Além da diversidade técnica e temática, a mostra também carrega um compromisso ético com o meio ambiente. Todas as obras, incluindo uma instalação coletiva, foram criadas com materiais reaproveitados, uma escolha consciente que transforma resíduos em arte.

Artista Rosane Bonamigo – Foto: Adriana Teixeira/Divulgação

Início da exposição

O grupo “Inspiradas” surgiu em 2023, idealizado por Rosane Bonamigo, com a proposta de promover encontros semanais voltados ao estudo da História da Arte e à troca sobre processos criativos. Embora o convite inicial tenha sido aberto a todos os artistas visuais da Confraria Sociartista, a iniciativa se consolidou com seis mulheres; Adriana Teixeira, Ana Oiticica, Lúcia Monte Serrat, Luciana Rondon, Patrícia Helney e a própria

O nome da exposição “Elas fora da casinha” foi criado de forma espontânea durante uma reunião, quando Patrícia sugeriu o título que foi imediatamente acolhido por todas, por traduzir com humor e leveza o espírito coletivo de sair dos próprios limites e se aventurar por novas possibilidades criativas.
Para a reportagem do Jornal O Estado, a artista Adriana Teixeira, com mais de 35 anos dedicados à pintura em tela, contou como projeto nasceu de encontros semanais marcados por trocas intensas e estudos, como os sobre a Escola Bauhaus.

“Ficamos encantadas com a liberdade criativa da Bauhaus, que incentivava a experimentação e o diálogo entre linguagens. Isso nos motivou a combinar técnicas e materiais que pareciam distantes para nós.Foi lindo ver as ideias surgindo, as mãos trabalhando juntas, cada uma saindo da zona de conforto. No fundo, estávamos honrando esse espírito de integrar arte e vida”.

Luciana Rondon, psicóloga de formação, se considera artista profissional desde 2018, quando participou de sua primeira exposição aberta ao público. Para a exposição, ela encarou o desafio de criar com materiais inéditos em sua trajetória.

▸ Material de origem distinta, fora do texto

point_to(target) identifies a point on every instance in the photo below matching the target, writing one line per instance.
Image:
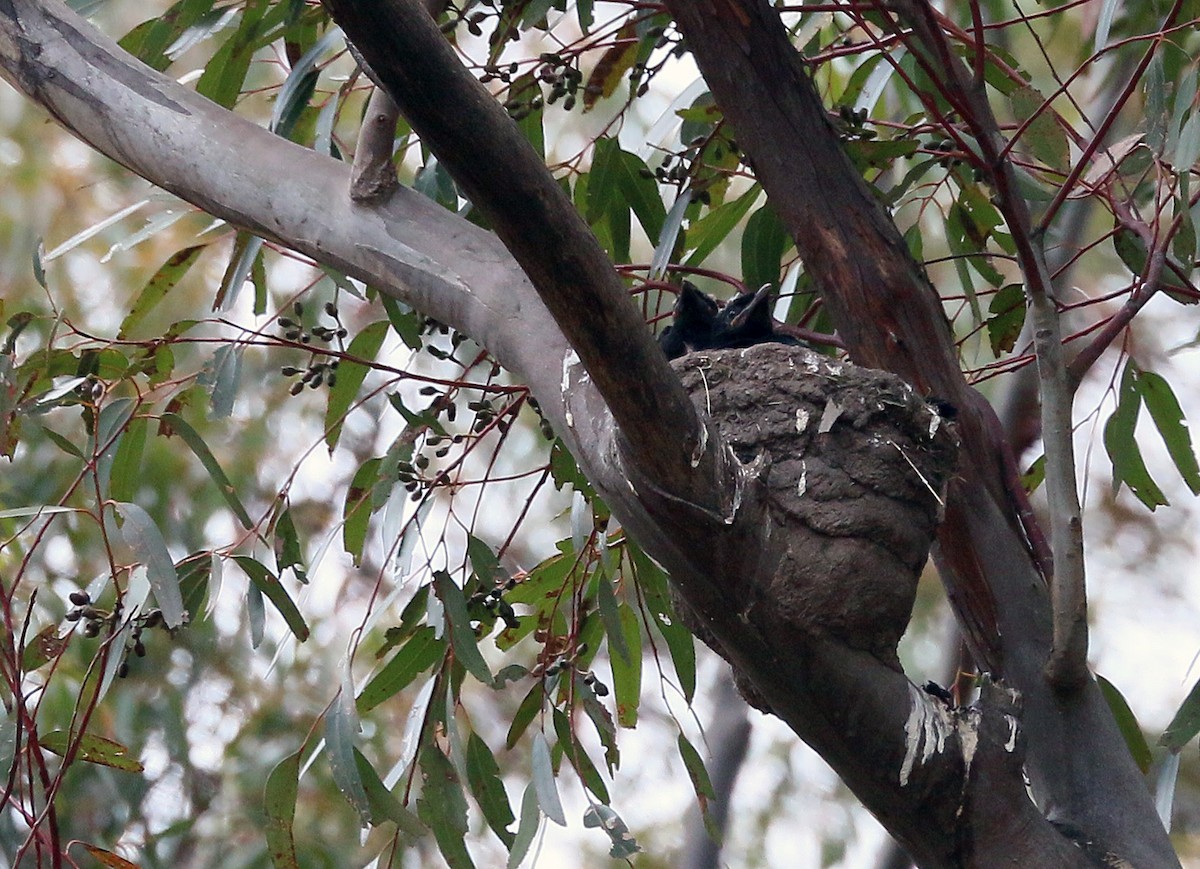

“Foi maravilhoso me permitir ir além! No começo, tive dificuldade em soltar a criatividade, por causa de crenças que me limitavam a ficar no conhecido, que são as telas. Mas aos poucos me abri para o novo, e tudo começou a fluir. O ponto de virada veio com o desafio coletivo de trabalhar com peças de ventiladores. Esse exercício foi essencial para romper barreiras internas e dar corpo a uma criação mais ousada”, conta a artista.

Instalação coletiva Inspirada – Foto: Adriana Teixeira/Divulgação

Lugar de Reflexão

Aos 74 anos, a artista Ana Oiticica, professora aposentada com longa trajetória em exposições, traz para a mostra sua paixão por múltiplas linguagens, especialmente bonecos e pintura em tecido. Cada obra da exposição foi criada a partir de utensílios recicláveis, e Ana destaca o uso da grade de ventilador como símbolo central desse processo criativo.

“Foi muito divertido. Criar algo novo é sempre um desafio, mas também uma grande oportunidade. Cada uma deu seus palpites para criar o todo. Foi uma experiência rica, que deveria se repetir, inclusive com outros artistas. É algo muito construtivo”.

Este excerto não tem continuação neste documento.